Setelah dilihat-lihat, sepertinya Carlos ini anak orang kaya. Mungkin akan lebih bagus jika Katy suka dengan Carlos saja sejak awal. Sudah kaya, baik hati, dan mau memperjuangkan cintanya dengan gigih.
Bukankah orang pengertian seperti ini tidak akan menyulitkan Katy? Tidak seperti orang lain yang masih saja menolak untuk peka.
Sejak menonton film yang sebelumnya tidak ia sukai, Katy mulai berfantasi seorang diri. Ia tiba-tiba saja begitu kagum saat menyaksikan aksi heroik yang pemain film itu lakukan demi memerangi kejahatan si antagonis. Hanya saja, Katy justru kagum dengan peran si antagonis.
Setiap masalah yang ditimbulkan si pemeran antagonis selalu saja berawal dari sakit hati. Mereka berubah menjadi jahat agar bisa membalaskan dendamnya di masa lalu. Katy ingin melakukannya juga, ia ingin balas dendam, karena balas dendam adalah tindakan paling adil untuk menyembuhkan sakit hatinya.
Matanya yang berkilat senang dengan tiap adegan mengerikan di layar bioskop, dan tangan yang bergetar karena tidak sabar untuk mempraktikkan semua itu ke dalam kehidupan nyata, agaknya membuat Carlos takut.
Katy yang tersenyum jahat seorang diri lebih mengerikan daripada film yang Carlos tonton saat ini.
"Kak Katy, kau baik-baik saja?" Carlos menggenggam tangan Katy yang justru ditepis.
"Aku baik-baik saja." Katy menatap Carlos, kini raut wajahnya sudah normal kembali.
Selesai memikirkan segala rencana busuk yang tiba-tiba saja bermunculan, Katy menatap orang di sampingnya lagi. Ada rencana lain yang baru saja terlintas di kepalanya.
Rencana untuk menolak Carlos.
"Carlos, temanku ada yang ingin berkenalan denganmu.
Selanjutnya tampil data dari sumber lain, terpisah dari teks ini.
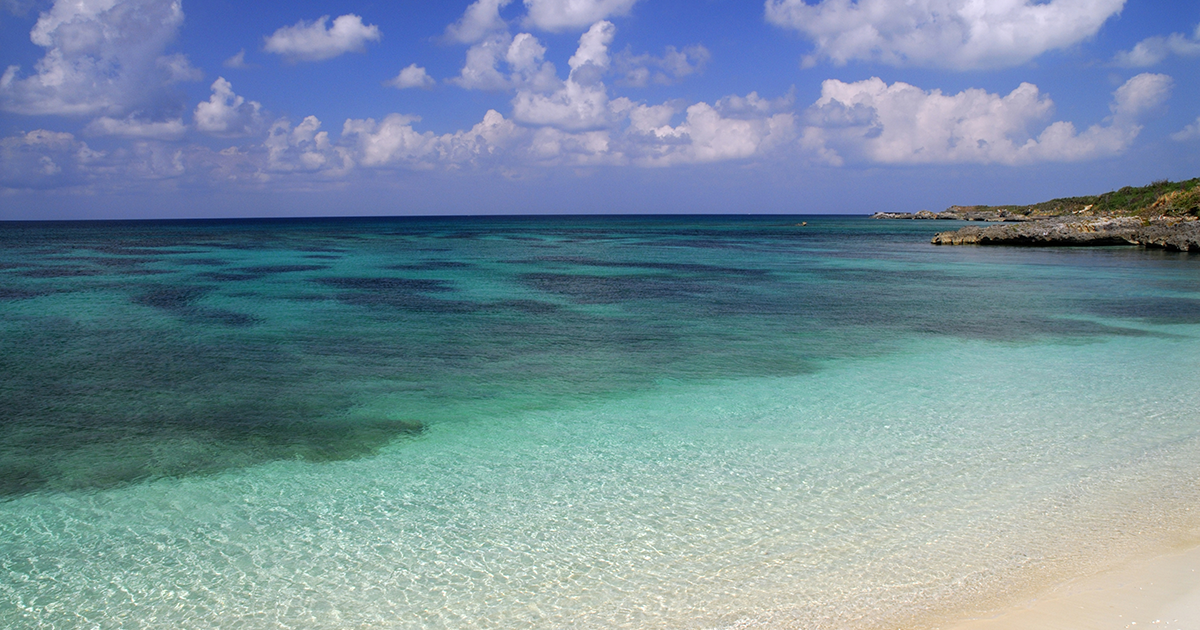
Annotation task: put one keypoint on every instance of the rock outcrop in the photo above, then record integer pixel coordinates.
(1161, 233)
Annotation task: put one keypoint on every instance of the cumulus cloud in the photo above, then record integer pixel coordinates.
(582, 101)
(1151, 51)
(480, 19)
(952, 34)
(316, 41)
(639, 71)
(102, 57)
(480, 72)
(304, 149)
(179, 69)
(564, 15)
(133, 127)
(394, 142)
(708, 136)
(237, 61)
(411, 77)
(523, 57)
(43, 159)
(901, 124)
(226, 114)
(1189, 132)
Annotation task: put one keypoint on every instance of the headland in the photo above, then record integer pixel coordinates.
(1163, 215)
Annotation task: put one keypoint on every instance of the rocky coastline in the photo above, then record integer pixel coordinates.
(1163, 215)
(1167, 233)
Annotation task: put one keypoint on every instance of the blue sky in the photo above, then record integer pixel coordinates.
(168, 108)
Apa kau mau bertemu dengannya?"
Katy hanya bohong saja saat mengatakannya, karena akan sulit baginya menolak Carlos jika tanpa alasan pasti. Lagipula, ini baru pertemuan pertama mereka.
Yang ditanya balik menatap kaget. "Tidak mau. Kenal dengan kak Katy saja sudah cukup bagiku."
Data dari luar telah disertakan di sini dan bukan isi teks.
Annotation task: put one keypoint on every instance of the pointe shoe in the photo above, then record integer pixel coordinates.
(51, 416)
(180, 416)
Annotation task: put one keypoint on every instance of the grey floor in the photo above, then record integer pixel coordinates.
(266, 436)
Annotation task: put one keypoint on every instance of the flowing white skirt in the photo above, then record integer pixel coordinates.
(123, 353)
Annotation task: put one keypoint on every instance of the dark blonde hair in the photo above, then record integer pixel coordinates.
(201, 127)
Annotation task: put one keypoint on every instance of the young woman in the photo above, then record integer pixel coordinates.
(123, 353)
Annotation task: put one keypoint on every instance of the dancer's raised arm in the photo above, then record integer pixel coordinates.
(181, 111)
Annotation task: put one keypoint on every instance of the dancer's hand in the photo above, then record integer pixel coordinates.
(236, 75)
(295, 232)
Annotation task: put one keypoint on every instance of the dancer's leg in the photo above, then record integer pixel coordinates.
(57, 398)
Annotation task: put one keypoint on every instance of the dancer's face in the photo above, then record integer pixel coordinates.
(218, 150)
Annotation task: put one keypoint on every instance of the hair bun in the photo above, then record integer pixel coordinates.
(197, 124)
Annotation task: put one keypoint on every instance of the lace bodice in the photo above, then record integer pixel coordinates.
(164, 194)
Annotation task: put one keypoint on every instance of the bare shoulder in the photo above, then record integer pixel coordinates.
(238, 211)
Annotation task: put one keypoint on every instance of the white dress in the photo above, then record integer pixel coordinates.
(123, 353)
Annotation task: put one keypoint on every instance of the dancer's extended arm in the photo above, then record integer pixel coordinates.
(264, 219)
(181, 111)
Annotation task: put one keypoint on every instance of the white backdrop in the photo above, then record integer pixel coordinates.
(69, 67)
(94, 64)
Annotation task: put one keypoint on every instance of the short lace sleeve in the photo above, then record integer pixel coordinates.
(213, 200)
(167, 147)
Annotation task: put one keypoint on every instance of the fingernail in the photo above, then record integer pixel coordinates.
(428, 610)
Diam-diam Katy merotasikan bola matanya. Sudah ia duga pasti akan sulit.
"Tapi dia seumuran denganmu. Siapa tahu kalian bisa akrab."
Carlos jadi semakin kaget bercampur marah. "Kak Katy berniat menolakku?"
"Tidak, kok. Aku hanya berpikir saja, siapa tahu kau akan lebih nyaman dengan orang yang seumuran. Kau jangan terlalu serius naksir kakak tingkat begitu masuk kuliah, karena biasanya mereka hanya ingin main-main saja dengan anak baru sepertimu."
Katy kembali menghela napas panjangnya. "Yah, itu hanya sedikit nasihat dariku sebagai kakak tingkat yang baik. Supaya kau bisa lebih berhati-hati ke depannya."
Carlos mengenakan kembali topi yang sempat ia lepas tadi. "Kalau ingin menolakku, kau
bisa katakan dengan lebih jelas, kak."
Setelahnya, Carlos diam saja. Hanya fokus pada film yang diputar hingga selesai.